According to a 2016 Private Eye report, the Evangelical Alliance is openly opposed to homosexuality and same-sex relationships, preaching sexual abstinence for those with same-sex attractions, with membership for openly lesbian and gay people open only to those who "come to see the need to be transformed" from their same-sex attraction.

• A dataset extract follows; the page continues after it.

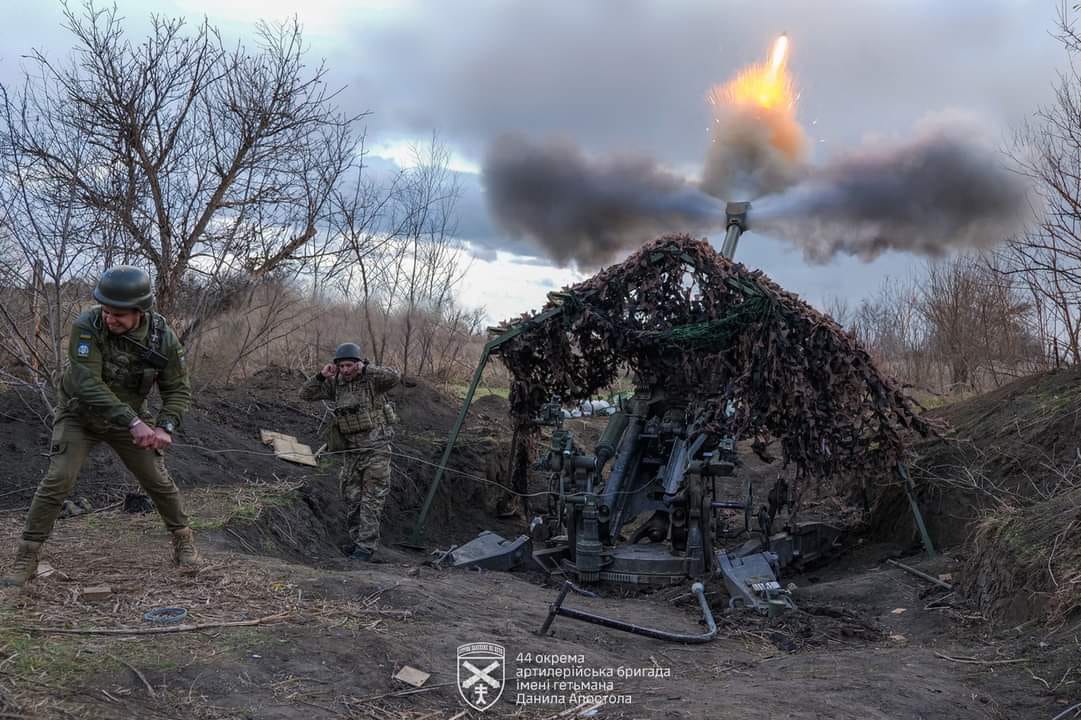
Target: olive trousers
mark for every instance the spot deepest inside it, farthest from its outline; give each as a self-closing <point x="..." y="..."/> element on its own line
<point x="71" y="443"/>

The Evangelical Alliance's website distinguishes between same-sex attraction and same-sex sexual relations, calling on people who want to live within God's purposes to renounce the latter. It states, "We encourage evangelical congregations to welcome and accept sexually active lesbians and gay men. However, they should do so in the expectation that they, like all of us who are living outside God's purposes, will come in due course to see the need to be transformed and live in accordance with biblical revelation and orthodox church teaching. We urge gentleness, patience and ongoing pastoral care during this process and after a person renounces same-sex sexual relations."

The Evangelical Alliance warned the Liz Truss government against a conversion therapy ban, warning that such a ban could end up criminalising church leaders and restrict religious freedom.

=== Abortion ===
The Evangelical Alliance calls "for world-leading support, services and legislation that seeks to protect the lives and health of both women and unborn children" through its Both Lives initiative, which was formerly known as Both Lives Matter. In a 2019 UK government consultation on proposed abortion legislation in Northern Ireland, the Evangelical Alliance responded 'Yes' to the question, "Do you agree that provision should be made for abortion without gestational time limit where: Termination is necessary to prevent grave permanent injury to the physical or mental health of the pregnant woman or girl?".